The news of Maria Ramos' retirement as Absa Group CEO left me gutted.

Naturally, the thoughts that followed were about who might replace her and if a woman would be appointed as CEO. These questions are warranted - PwC's 2018 executive director's report notes that there is only one woman CEO among the JSE's top 40 listed companies. Anyone can deduce that CEO is Ramos, and now she's leaving, a whole 2.5%.

I'm not just disappointed because Ramos is the first person whose face I see when someone asks me to name a female CEO, but truly it’s because she had a role to play in a pivotal moment of my life when I decided to become a journalist.

Six years ago, I was a student who got a spot as a delegate of the Absa Capital Pioneering Young Women conference. Apart from meeting 29 other young women – some of whom have gone on to do great things – we also had a chance to engage with leaders like the executive director of UN Women Phumzile Mlambo-Ngcuka.

We also heard from Ramos, who shared how she worked as a banking clerk before she eventually became CEO.

Lasting impressions

I suppose you can hear many speeches about pursuing your dreams. But the speeches that really leave a lasting impression are probably the ones that come from someone who could have been you. A room full of 30 students - who are women - heard from leaders who made invaluable contributions in shaping the country and business, and who are also women.

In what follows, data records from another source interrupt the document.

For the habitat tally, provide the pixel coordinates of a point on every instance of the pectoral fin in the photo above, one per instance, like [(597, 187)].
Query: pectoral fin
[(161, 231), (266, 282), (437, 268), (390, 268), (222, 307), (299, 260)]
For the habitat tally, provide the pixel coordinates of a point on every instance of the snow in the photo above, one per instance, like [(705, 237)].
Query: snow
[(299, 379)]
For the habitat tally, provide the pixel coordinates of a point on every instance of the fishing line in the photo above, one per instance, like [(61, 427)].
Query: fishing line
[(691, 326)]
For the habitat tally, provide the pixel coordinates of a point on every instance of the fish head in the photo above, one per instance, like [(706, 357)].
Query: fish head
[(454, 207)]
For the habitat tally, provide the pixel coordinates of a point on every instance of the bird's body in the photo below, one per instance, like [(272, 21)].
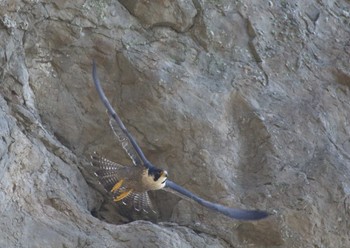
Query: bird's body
[(132, 183)]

A lot of dreams must have been reawakened that week.

Among the 30 delegates, one is now a maths teacher, another one is a PhD candidate in the field of sustainability, others are now placed in some of the biggest corporates in the world, and some have started their own youth development platforms. 

Having spent a week digging into the role of women in society, the value we bring to it, and the peer education over and above the official programme, it felt like someone reached out and unlocked the vault holding the courage I needed to do what I always wanted to.

I went home and, although it took a few weeks before I told my parents I was going to try this journalism thing, I started working on getting into journalism school.

Four years later, I was fortunate enough to report on a briefing in which Ramos announced Absa would be breaking away from Barclays and pursue a strategy as a pan-African bank.

It was rare to be in the same room as Ramos again, so I stole a moment to thank her for having a programme which supported the development of young women. She seemed pleased to hear it had such a powerful impact on young women.

She might not ever know the full extent of what her being a CEO of one of the big four banks meant for girls. 

Leaders like Ramos are trailblazers for women in my generation. They've planted seeds, with the hopes that we will run even further than they have, so that there won't only be 2.5% of women CEOs represented in the JSE's top 40 in years to come.

Lameez Omarjee is a senior financial reporter at Fin24. Views expressed are her own.